The key reason why U.S. federal debt is reaching extreme levels is because the law that exists today that determines taxes and benefits — such as Social Security and major health care programs — has strained its resources considerably.

A man walks past the he National Debt Clock on 43rd Street in midtown New York City February 15, 2019. - The National Debt Clock is a billboard constantly updating to display the current United States gross national debt and each American family's share of the debt. (Photo by TIMOTHY A. CLARY / AFP)        (Photo credit should read TIMOTHY A. CLARY/AFP/Getty Images)
A man walks past the he National Debt Clock on 43rd Street in midtown New York City February 15, 2019. (Photo: TIMOTHY A. CLARY/AFP/Getty Images)

Downsides to debt

When federal debt balloons, two things happen, the CBO explained.

Firstly, debt would “dampen economic output over time.” And when interest costs on that level of outstanding debt rises, interest payments to foreign debt holders also increases, which then in turn reduces the income of Americans households.

Secondly, at the projected debt levels, the U.S. would be more likely to fall into a fiscal crisis when the interest rate on that debt rose.

And if investors begin to lose confidence in the U.S. and its fiscal position, it could trigger “expectations of higher rates of inflation and more difficulty financing public and private activity in international markets,” the report said.

“There could be a point where foreign investors say they’d rather invest in Africa or Saudi Arabia or someplace else. And we’d have to fund our deficits and debt,” added Hoagland, who is also a long-time D.C. operator.

“And that means that we’d have to increase rather dramatically our interest rates to attract [them]. There’s a price to this.

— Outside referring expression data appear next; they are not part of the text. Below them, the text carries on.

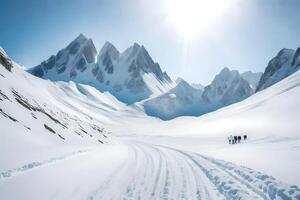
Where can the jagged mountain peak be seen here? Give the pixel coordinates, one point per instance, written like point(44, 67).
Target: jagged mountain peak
point(108, 50)
point(227, 87)
point(130, 76)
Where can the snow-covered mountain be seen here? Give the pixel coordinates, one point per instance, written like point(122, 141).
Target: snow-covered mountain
point(198, 86)
point(50, 129)
point(285, 63)
point(179, 101)
point(130, 76)
point(252, 78)
point(228, 87)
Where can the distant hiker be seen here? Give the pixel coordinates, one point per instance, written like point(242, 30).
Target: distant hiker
point(239, 138)
point(230, 139)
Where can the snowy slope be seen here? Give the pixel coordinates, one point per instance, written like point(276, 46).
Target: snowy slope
point(285, 63)
point(130, 76)
point(252, 78)
point(57, 118)
point(228, 87)
point(179, 101)
point(56, 136)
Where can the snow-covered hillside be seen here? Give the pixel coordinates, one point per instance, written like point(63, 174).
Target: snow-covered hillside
point(179, 101)
point(57, 137)
point(130, 76)
point(285, 63)
point(184, 100)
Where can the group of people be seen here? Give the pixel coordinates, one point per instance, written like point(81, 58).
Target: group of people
point(236, 139)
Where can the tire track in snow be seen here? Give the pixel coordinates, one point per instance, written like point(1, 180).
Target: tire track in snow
point(159, 172)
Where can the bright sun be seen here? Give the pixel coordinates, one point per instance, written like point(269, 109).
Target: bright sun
point(191, 16)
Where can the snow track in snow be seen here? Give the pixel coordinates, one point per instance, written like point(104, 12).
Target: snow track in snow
point(158, 172)
point(148, 171)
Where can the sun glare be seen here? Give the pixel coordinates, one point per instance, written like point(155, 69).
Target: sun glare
point(189, 17)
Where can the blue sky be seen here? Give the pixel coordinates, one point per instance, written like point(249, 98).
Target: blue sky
point(246, 37)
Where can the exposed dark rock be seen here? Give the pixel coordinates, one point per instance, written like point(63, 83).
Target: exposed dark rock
point(81, 64)
point(50, 63)
point(107, 63)
point(61, 137)
point(38, 71)
point(7, 116)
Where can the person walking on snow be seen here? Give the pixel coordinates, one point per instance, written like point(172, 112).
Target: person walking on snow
point(230, 138)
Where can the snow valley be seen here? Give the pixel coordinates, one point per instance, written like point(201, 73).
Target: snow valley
point(113, 125)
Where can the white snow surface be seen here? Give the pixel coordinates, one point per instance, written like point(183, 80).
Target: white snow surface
point(141, 157)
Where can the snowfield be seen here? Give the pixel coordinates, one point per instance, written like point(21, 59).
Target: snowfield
point(63, 140)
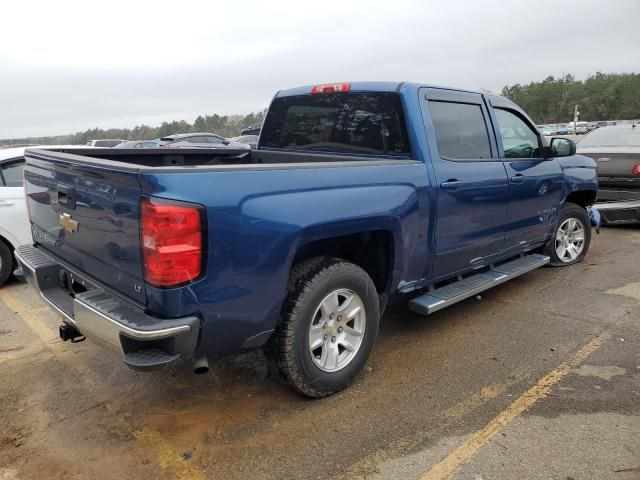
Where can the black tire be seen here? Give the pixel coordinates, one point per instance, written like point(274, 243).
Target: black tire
point(569, 211)
point(310, 282)
point(6, 262)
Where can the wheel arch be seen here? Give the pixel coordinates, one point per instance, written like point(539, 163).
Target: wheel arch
point(372, 250)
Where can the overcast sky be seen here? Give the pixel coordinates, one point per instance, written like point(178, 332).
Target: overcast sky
point(66, 66)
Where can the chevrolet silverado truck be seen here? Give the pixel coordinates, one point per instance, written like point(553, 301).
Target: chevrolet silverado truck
point(356, 194)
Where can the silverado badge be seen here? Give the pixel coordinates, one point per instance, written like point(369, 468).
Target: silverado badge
point(69, 224)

So I worry about… the loss of sovereignty with this level of debt, and particularly who owns it.”

A bank employee counts U.S. dollars banknotes at the headquarters of the Korea Exchange Bank March 12, 2003 in Seoul, South Korea. (Photo: Chung Sung-Jun/Getty Images)
A bank employee counts U.S. dollars banknotes at the headquarters of the Korea Exchange Bank March 12, 2003 in Seoul, South Korea. (Photo: Chung Sung-Jun/Getty Images)

‘The longer we wait to fix the problem, the bigger the eventual bang’

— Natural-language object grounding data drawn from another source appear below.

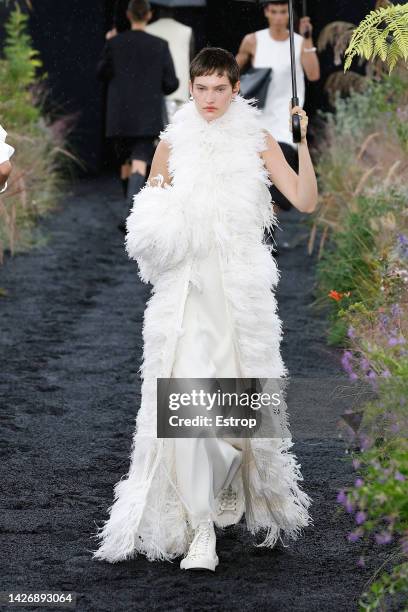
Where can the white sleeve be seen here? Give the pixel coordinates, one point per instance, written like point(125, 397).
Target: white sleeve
point(6, 151)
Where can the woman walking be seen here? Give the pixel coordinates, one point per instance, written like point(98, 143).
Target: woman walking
point(196, 231)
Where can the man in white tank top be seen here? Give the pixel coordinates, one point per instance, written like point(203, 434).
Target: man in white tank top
point(270, 47)
point(181, 42)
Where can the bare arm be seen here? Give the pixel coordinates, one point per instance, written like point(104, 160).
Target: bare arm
point(160, 165)
point(246, 51)
point(300, 190)
point(310, 61)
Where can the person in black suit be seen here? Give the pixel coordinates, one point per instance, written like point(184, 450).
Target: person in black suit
point(140, 71)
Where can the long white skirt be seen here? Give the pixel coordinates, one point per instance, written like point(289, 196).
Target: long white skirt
point(204, 466)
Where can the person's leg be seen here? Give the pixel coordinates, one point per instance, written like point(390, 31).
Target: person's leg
point(124, 176)
point(142, 151)
point(280, 201)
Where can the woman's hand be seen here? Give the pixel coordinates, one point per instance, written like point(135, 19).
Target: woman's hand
point(303, 121)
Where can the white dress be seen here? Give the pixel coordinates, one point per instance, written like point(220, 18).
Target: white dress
point(276, 55)
point(205, 350)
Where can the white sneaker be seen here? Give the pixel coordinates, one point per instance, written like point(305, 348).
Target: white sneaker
point(231, 503)
point(202, 553)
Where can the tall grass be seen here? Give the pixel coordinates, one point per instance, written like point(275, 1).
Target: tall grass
point(35, 183)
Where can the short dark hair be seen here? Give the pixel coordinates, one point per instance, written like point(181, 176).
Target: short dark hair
point(215, 59)
point(139, 9)
point(266, 4)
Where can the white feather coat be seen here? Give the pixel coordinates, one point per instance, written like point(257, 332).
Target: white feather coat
point(219, 193)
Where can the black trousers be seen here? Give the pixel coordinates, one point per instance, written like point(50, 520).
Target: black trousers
point(292, 158)
point(136, 147)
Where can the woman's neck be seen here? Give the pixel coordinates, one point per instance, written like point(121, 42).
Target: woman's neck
point(278, 33)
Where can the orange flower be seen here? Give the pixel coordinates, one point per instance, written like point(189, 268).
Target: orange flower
point(335, 295)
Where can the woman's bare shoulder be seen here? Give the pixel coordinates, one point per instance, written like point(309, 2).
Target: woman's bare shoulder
point(270, 142)
point(159, 166)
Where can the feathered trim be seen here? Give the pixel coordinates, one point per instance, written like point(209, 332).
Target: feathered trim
point(219, 195)
point(156, 235)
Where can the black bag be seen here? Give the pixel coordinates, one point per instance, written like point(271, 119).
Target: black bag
point(255, 83)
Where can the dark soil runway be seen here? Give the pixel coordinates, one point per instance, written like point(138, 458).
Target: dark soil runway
point(70, 329)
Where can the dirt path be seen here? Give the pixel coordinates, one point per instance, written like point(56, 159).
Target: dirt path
point(70, 331)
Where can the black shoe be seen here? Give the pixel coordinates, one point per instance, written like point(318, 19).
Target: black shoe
point(122, 226)
point(124, 186)
point(135, 184)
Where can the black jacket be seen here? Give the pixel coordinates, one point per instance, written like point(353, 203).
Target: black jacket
point(140, 71)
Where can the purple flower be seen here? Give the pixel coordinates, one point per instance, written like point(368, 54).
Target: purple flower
point(341, 497)
point(396, 310)
point(360, 517)
point(404, 545)
point(383, 538)
point(351, 332)
point(354, 536)
point(364, 442)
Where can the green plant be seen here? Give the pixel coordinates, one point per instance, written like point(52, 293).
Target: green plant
point(18, 73)
point(383, 33)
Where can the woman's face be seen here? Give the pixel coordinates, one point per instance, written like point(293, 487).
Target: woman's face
point(277, 15)
point(213, 95)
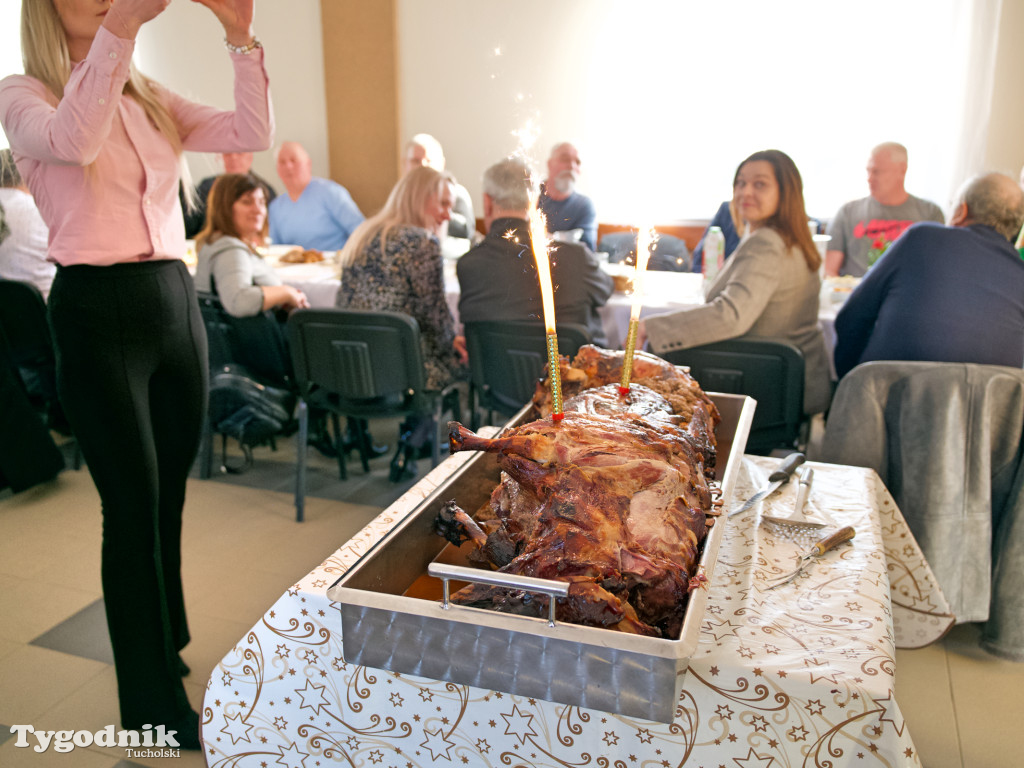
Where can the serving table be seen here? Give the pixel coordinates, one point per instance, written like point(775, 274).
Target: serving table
point(801, 675)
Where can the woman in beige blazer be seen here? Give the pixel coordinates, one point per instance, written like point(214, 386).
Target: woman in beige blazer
point(769, 287)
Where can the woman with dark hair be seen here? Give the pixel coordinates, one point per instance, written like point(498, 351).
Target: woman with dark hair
point(100, 147)
point(228, 263)
point(769, 288)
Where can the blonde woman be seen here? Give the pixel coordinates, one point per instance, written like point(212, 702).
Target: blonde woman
point(99, 146)
point(392, 262)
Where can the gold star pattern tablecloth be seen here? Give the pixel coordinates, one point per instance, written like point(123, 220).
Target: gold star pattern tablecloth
point(798, 676)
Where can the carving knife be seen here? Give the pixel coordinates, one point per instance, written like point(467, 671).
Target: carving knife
point(829, 542)
point(799, 522)
point(776, 478)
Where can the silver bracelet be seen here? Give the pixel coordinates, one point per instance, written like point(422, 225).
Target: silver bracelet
point(244, 49)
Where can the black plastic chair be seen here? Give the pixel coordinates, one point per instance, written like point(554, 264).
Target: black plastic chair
point(770, 371)
point(358, 364)
point(670, 254)
point(30, 348)
point(507, 358)
point(258, 345)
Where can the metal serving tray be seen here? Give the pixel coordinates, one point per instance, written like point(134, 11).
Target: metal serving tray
point(392, 616)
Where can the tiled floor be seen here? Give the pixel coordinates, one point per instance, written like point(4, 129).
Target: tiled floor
point(243, 549)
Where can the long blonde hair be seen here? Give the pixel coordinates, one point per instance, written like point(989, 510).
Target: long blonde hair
point(45, 54)
point(403, 208)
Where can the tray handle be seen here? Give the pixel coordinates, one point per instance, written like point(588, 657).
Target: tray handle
point(530, 584)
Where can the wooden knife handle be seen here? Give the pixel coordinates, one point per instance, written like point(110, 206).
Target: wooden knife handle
point(830, 542)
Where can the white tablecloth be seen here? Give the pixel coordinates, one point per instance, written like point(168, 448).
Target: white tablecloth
point(799, 676)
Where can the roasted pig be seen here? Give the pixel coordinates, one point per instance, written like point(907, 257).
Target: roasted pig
point(611, 499)
point(594, 367)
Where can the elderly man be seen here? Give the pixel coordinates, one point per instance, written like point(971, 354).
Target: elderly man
point(864, 228)
point(946, 294)
point(232, 162)
point(498, 278)
point(425, 150)
point(316, 213)
point(564, 208)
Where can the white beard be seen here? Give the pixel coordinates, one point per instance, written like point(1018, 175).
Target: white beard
point(564, 182)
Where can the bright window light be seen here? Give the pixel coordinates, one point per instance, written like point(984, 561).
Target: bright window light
point(10, 47)
point(679, 93)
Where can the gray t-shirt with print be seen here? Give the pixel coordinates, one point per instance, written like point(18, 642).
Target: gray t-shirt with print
point(863, 228)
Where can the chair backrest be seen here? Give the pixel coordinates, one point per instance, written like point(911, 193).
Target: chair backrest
point(669, 254)
point(770, 371)
point(506, 358)
point(256, 343)
point(358, 355)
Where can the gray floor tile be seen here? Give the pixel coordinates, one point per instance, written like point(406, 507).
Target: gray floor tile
point(84, 635)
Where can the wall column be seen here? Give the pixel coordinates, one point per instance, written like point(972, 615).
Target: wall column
point(361, 89)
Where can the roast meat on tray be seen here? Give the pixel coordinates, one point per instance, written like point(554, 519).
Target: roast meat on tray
point(612, 499)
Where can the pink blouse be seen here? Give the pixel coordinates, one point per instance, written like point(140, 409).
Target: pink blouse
point(104, 179)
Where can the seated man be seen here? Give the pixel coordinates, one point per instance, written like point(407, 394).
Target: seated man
point(23, 251)
point(425, 150)
point(498, 278)
point(863, 228)
point(723, 220)
point(564, 208)
point(232, 162)
point(945, 294)
point(316, 213)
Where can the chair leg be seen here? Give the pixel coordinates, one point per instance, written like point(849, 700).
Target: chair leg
point(339, 446)
point(300, 470)
point(205, 452)
point(361, 442)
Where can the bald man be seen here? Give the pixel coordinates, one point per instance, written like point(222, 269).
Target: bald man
point(864, 228)
point(314, 213)
point(946, 294)
point(563, 207)
point(424, 150)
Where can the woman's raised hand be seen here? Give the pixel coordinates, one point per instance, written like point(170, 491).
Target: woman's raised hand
point(126, 16)
point(237, 17)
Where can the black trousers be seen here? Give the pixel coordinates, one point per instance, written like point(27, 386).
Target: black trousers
point(132, 376)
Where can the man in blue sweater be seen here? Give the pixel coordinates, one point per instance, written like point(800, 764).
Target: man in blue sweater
point(563, 207)
point(947, 294)
point(315, 213)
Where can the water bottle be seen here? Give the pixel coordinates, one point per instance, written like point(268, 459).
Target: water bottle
point(714, 253)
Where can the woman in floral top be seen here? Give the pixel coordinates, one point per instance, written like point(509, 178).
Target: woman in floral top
point(392, 262)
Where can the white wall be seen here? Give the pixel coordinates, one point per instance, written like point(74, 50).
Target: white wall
point(183, 49)
point(644, 115)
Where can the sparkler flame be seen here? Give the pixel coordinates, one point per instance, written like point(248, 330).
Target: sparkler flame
point(646, 237)
point(539, 238)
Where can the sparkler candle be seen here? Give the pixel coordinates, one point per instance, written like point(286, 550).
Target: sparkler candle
point(645, 239)
point(539, 240)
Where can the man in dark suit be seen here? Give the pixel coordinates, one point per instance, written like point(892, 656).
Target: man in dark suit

The last time debt was this high was right after World War Two in 1946, when President Harry Truman was in office.

The public debt as a percentage of GDP was 106%. The country had just emerged victorious from a war and debt was falling, the labor market was revitalized by millions of men returning from the war, and Truman lessened the debt load by massively scaling back spending (even though it was politically unpopular).

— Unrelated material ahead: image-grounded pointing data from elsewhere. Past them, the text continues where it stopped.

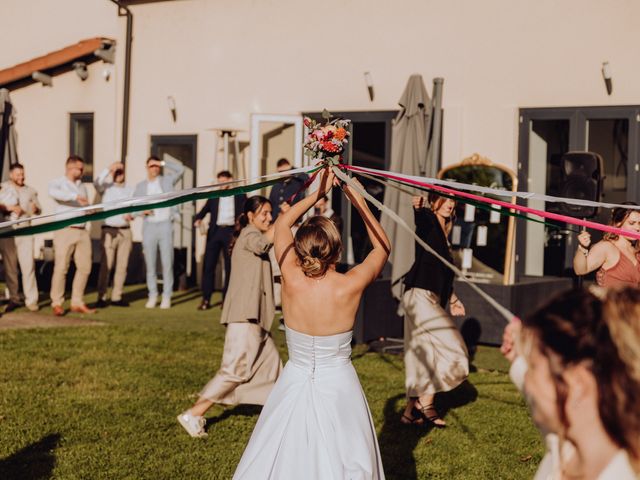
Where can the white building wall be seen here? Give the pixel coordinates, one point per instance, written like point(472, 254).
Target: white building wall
point(222, 61)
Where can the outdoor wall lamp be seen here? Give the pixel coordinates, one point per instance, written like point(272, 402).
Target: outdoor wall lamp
point(369, 81)
point(81, 70)
point(172, 106)
point(43, 78)
point(606, 74)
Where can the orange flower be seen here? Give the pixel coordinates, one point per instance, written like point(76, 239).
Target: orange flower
point(330, 147)
point(340, 134)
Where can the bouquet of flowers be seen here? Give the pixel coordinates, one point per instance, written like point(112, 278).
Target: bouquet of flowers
point(326, 140)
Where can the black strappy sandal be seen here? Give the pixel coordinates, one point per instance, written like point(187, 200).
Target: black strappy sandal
point(417, 418)
point(430, 414)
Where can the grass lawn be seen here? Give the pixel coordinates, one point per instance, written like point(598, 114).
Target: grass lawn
point(100, 402)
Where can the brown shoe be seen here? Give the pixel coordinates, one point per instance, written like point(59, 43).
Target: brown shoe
point(82, 309)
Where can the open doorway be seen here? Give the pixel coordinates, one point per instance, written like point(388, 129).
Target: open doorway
point(183, 149)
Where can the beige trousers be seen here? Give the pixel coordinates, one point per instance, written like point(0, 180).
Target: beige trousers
point(435, 355)
point(10, 264)
point(250, 367)
point(70, 242)
point(116, 248)
point(24, 245)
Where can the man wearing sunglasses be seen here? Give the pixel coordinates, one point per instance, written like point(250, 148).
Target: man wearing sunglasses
point(157, 231)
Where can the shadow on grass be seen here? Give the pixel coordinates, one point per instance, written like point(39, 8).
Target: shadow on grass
point(35, 461)
point(238, 410)
point(398, 441)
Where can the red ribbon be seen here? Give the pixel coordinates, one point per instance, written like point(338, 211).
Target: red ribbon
point(512, 206)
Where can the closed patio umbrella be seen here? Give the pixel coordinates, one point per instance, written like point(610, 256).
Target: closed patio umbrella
point(410, 154)
point(8, 152)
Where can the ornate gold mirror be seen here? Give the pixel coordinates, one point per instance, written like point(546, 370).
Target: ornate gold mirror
point(483, 240)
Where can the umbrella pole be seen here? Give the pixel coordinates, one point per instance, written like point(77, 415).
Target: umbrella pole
point(434, 164)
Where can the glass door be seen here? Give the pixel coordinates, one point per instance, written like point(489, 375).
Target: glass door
point(545, 135)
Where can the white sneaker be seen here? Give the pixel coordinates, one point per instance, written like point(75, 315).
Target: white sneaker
point(151, 303)
point(194, 425)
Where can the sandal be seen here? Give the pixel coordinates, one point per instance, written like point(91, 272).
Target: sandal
point(416, 418)
point(429, 412)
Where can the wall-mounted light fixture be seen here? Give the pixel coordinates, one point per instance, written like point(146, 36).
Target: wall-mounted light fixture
point(606, 74)
point(369, 81)
point(81, 70)
point(107, 51)
point(43, 78)
point(172, 107)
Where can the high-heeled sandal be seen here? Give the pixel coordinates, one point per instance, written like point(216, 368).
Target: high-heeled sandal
point(430, 413)
point(416, 418)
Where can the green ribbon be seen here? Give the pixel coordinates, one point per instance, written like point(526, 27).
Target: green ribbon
point(88, 217)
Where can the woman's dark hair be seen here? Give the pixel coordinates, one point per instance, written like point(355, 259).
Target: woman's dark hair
point(578, 327)
point(318, 245)
point(253, 205)
point(618, 217)
point(435, 202)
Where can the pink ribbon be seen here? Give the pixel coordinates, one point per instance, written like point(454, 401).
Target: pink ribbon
point(512, 206)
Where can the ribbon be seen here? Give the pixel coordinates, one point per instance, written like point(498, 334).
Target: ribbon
point(406, 179)
point(503, 193)
point(136, 204)
point(502, 310)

The current administration under President Donald Trump entered office with the second-highest level of debt-to-GDP ratio at 77%. And the administration’s policies are adding to the deficit.

“I work for Republicans, I still think I’m a Republican — maybe not a Trump card-carrying Republican — but… I have to say that there are lots of public debates out here today, and I would argue that we should pay for these things,” Hoagland said.

“I think they’re good... we need childcare… we need parental aid... we need infrastructure investment. But let’s admit, if going to do that, let’s start paying for it. … Or else, let’s admit right up front, we need additional revenues. Or else we’re simply… taxing future generations.”

And “the longer we wait to fix the problem, the bigger the eventual bang,” Minarik said. “If the financial markets lose trust in the Treasury and demand higher interest rates… given the size of our debt would render us toast very quickly.”

Not everyone agrees that these high debt levels are not necessarily a bad thing. And for experts like Minarik and Hoagland, that lack of concern is disheartening.

“I’ve been at this for a long time… but I see now that there is there’s a there’s a sense out here that deficits don’t matter. Debt doesn’t matter,” said Hoagland. “There are days that I think, well, why have I spent my career worrying about something that nobody seems to think matters at all? ...

“It almost makes you feel like you’ve wasted your time and your career.”